Est-ce que le bail commercial peut déroger à l’imprévision ?

Ensuite, cet article du code civil n’est pas d’ordre public. Cela signifie qu’une clause du bail peut valablement prévoir que les parties renoncent à l’imprévision. On peut néanmoins se demander si cette clause, qui peut apparaître comme bénéficiant au seul bailleur, n’est pas entâchée de déséquilibre significatif au sens de l’article 1171 du Code civil et si elle ne devrait pas  ne conséquence être réputée non écrite.

A noter que la plupart des foncières ont dérogé à l’article 1195 du Code civil.

Imprévision : qu’est qu’une exécution excessivement onéreuse ?

La jurisprudence n’a pas eu l’occasion de mettre en œuvre de manière significative l’article 1195 du Code civil. Cette appréciation est économique, le juge n’y étant pas formé, pourrait amener à des grilles standard si la jurisprudence était abondante, mais est teintée d’incertitude tant qu’elle ne l’est pas.

Quels sont les effets de l’imprévision ?

Vous pourriez demander au bailleur une renégociation du bail commercial (et donc du loyer). Pendant ce temps, vous devez continuer à exécuter vos obligations, et cela pendant toute la renégociation. 

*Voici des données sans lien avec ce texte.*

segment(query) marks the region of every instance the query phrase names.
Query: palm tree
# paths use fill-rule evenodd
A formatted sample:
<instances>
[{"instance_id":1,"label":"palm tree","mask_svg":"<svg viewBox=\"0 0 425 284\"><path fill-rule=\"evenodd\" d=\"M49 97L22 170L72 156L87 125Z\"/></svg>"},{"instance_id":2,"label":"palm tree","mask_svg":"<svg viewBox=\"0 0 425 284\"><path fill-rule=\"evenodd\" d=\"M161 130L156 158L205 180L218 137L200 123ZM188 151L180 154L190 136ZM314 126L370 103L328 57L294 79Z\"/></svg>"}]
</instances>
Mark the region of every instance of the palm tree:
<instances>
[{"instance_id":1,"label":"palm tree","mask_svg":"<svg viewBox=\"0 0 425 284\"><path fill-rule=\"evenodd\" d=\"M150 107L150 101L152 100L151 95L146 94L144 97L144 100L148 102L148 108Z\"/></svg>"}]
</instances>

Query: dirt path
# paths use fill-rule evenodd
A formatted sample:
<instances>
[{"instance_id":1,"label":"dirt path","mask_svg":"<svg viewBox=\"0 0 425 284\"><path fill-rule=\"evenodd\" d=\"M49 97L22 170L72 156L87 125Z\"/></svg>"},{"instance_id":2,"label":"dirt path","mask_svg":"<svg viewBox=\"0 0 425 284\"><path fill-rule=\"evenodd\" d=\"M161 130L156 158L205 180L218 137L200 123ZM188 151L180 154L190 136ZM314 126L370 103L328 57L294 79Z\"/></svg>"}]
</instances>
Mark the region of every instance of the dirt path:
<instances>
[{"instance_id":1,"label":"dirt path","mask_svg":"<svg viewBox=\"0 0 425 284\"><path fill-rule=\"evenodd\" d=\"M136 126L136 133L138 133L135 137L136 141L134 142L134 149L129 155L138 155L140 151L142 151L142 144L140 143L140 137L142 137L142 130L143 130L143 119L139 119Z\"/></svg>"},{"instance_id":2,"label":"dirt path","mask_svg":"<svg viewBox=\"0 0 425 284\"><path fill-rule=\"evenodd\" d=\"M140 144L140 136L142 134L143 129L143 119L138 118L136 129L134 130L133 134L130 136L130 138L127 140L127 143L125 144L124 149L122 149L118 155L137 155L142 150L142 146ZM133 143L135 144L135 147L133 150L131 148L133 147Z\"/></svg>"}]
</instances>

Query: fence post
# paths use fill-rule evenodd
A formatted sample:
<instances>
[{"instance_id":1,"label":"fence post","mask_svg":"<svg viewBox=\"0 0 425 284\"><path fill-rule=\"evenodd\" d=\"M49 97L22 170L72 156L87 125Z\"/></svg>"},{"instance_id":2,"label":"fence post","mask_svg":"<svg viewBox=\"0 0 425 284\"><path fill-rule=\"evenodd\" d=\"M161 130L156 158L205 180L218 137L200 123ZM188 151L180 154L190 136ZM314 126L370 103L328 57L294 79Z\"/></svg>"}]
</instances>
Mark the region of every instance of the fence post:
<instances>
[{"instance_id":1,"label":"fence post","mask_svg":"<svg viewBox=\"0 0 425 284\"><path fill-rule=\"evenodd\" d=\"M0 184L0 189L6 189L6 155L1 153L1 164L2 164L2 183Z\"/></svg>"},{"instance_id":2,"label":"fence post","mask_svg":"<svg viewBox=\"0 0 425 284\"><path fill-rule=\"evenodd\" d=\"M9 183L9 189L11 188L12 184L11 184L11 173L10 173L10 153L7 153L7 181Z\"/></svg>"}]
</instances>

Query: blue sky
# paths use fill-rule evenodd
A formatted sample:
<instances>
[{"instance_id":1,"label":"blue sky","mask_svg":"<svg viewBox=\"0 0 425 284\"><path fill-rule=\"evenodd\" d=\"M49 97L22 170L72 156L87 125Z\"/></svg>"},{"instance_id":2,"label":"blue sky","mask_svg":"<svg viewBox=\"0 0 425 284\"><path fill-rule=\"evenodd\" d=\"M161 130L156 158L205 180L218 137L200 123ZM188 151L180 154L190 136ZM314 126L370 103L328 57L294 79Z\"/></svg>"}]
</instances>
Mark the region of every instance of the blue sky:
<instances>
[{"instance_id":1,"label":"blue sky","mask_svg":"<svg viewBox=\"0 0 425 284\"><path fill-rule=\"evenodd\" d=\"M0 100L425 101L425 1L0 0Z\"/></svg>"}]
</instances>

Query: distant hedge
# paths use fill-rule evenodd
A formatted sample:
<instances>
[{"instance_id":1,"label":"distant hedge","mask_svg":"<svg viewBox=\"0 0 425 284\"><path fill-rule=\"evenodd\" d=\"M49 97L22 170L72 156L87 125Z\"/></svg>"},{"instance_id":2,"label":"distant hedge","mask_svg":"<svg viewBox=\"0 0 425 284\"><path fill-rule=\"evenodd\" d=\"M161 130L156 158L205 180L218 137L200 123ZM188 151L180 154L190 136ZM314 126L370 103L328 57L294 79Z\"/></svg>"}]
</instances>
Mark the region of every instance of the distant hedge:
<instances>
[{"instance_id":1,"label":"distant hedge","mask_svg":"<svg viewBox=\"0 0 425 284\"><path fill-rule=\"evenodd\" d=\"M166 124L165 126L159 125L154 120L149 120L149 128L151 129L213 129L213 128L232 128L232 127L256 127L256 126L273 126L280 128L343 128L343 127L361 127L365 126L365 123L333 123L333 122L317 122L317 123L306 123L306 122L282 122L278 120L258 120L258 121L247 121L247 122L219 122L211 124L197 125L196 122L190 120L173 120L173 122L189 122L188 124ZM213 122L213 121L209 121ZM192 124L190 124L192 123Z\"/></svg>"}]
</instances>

En cas de refus ou d'échec de la renégociation, les parties peuvent convenir de la résolution du contrat, à la date et aux conditions qu'elles déterminent, ou demander d'un commun accord au juge de procéder à son adaptation. A défaut d'accord dans un délai raisonnable, le juge peut, à la demande d'une partie, réviser le contrat ou y mettre fin, à la date et aux conditions qu'il fixe. 

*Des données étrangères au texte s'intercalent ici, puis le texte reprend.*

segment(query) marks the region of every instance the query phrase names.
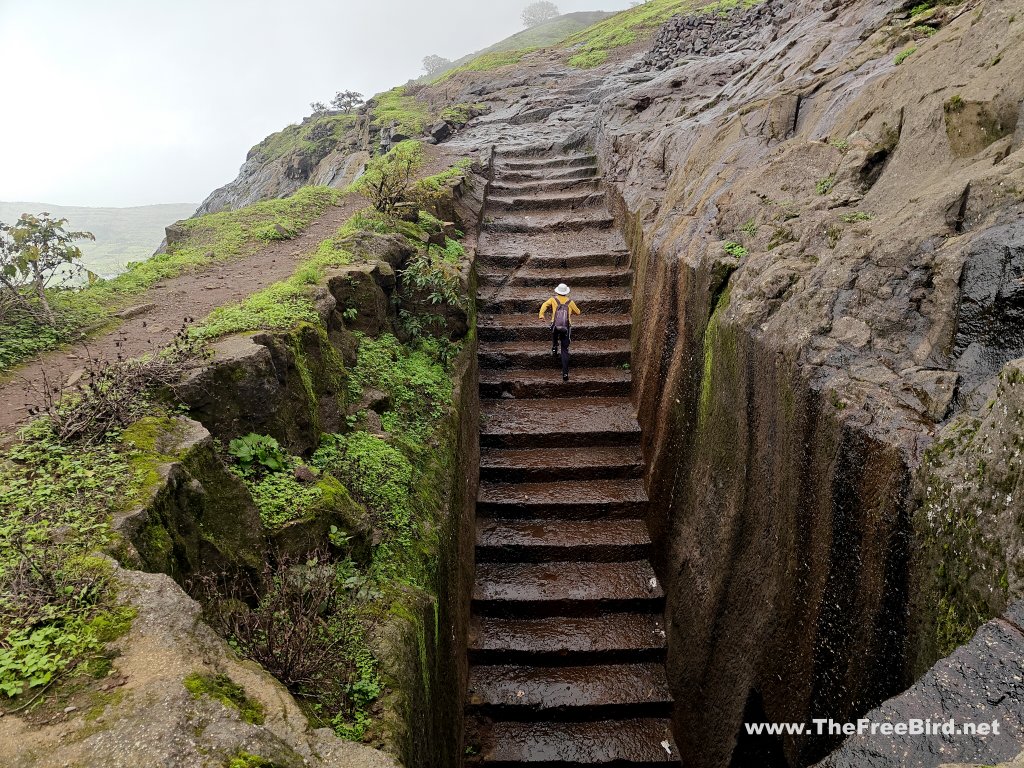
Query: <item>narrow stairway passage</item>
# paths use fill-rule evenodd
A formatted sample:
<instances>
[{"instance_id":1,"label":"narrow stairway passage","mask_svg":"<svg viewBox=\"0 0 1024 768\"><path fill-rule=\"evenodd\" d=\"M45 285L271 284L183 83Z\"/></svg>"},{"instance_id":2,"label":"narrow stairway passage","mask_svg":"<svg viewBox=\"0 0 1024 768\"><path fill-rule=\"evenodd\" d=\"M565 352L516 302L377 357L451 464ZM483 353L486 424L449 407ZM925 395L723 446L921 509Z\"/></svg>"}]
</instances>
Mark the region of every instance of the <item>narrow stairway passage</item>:
<instances>
[{"instance_id":1,"label":"narrow stairway passage","mask_svg":"<svg viewBox=\"0 0 1024 768\"><path fill-rule=\"evenodd\" d=\"M477 255L467 763L678 765L630 401L633 273L589 154L500 154ZM574 318L562 381L540 305Z\"/></svg>"}]
</instances>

Vous pouvez donc l’utiliser aussi bien pour demander la fixation du loyer que pour rendre les clés du local si les conditions de l’imprévision sont réunies.

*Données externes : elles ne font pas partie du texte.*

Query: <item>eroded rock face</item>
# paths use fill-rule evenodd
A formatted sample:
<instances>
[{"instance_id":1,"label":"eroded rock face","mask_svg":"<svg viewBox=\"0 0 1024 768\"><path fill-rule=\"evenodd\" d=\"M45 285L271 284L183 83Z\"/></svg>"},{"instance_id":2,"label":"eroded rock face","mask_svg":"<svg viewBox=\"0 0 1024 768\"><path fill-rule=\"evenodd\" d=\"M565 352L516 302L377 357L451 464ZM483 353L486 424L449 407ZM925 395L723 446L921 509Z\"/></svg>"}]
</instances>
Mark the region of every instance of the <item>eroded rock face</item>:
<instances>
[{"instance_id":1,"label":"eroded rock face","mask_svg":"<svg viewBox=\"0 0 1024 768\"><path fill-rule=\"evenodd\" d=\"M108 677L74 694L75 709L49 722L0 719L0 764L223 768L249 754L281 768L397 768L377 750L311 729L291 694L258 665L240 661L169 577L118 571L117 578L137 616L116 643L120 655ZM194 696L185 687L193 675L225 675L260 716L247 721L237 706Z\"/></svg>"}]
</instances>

Est-ce que le fait qu’il existe des règles spéciales au bail commercial pour la révision des loyers empêche le jeu de l’imprévision ?

Il existe   de nombreuses règles particulières consacrées à la révision dans le bail commercial, parmi lesquelles la fameuse révision triennale, prévue par l'article L. 145-37 : « les loyers des baux d'immeubles ou de locaux régis par les dispositions du présent chapitre, renouvelés ou non, peuvent être révisés à la demande de l'une ou de l'autre des parties sous les réserves prévues aux articles L. 145-38 et L. 145-39 et dans des conditions fixées par décret en Conseil d'État ». Cette révision triennale est d'ordre public. Elle est en outre enfermée dans un délai et dans une méthode particulière qui lient le juge.

Par comparaison,  l’article 1195 du code civil  dispose quant à lui que : « le juge peut, à la demande d'une partie, réviser le contrat ou y mettre fin, à la date et aux conditions qu'il fixe ». Le juge est, dans le Code civil, beaucoup plus libre, que dans le Code de commerce. 

Il faut partir de l'article 1105, alinéa 3 du code civil qui dispose : « les règles générales s'appliquent sous réserve de ces règles particulières ». Il n'est donc pas prévu une exclusion systématique des règles générales, mais une nécessaire conciliation avec les règles spéciales.

La règle générale ne doit être évincée que si elle est incompatible avec la finalité des règles spéciales (R. Boffa., La révision et la résiliation pour imprévision, Loyers et copro.2016, dossier 12).   

Il n’y a nulle incompatibilité entre les deux, mais une complémentarité.

On peut même dire que les textes spéciaux sur la révision impliquent a fortiori l’application de l’article 1195 du code civil. Ils montrent que le législateur ne peut se satisfaire que le preneur reste tenu de payer un loyer qui devrait être ajusté à la baisse, compte tenu des évolutions normales du marché.

A fortiori, cela implique que lorsque le changement est exceptionnel, et d’une extrême rigueur,  cet objectif de révision soit encore plus respecté (sauf clause contraire, puisqu’elle est permise par l’article 1195 du code civil).

D’ailleurs, les clauses qui foisonnent , et qui écartent le régime de l’article 1195 du code civil dans nombre de baux commerciaux sont la preuve que la pratique n’a aucun doute sur l’application de ce texte en la matière.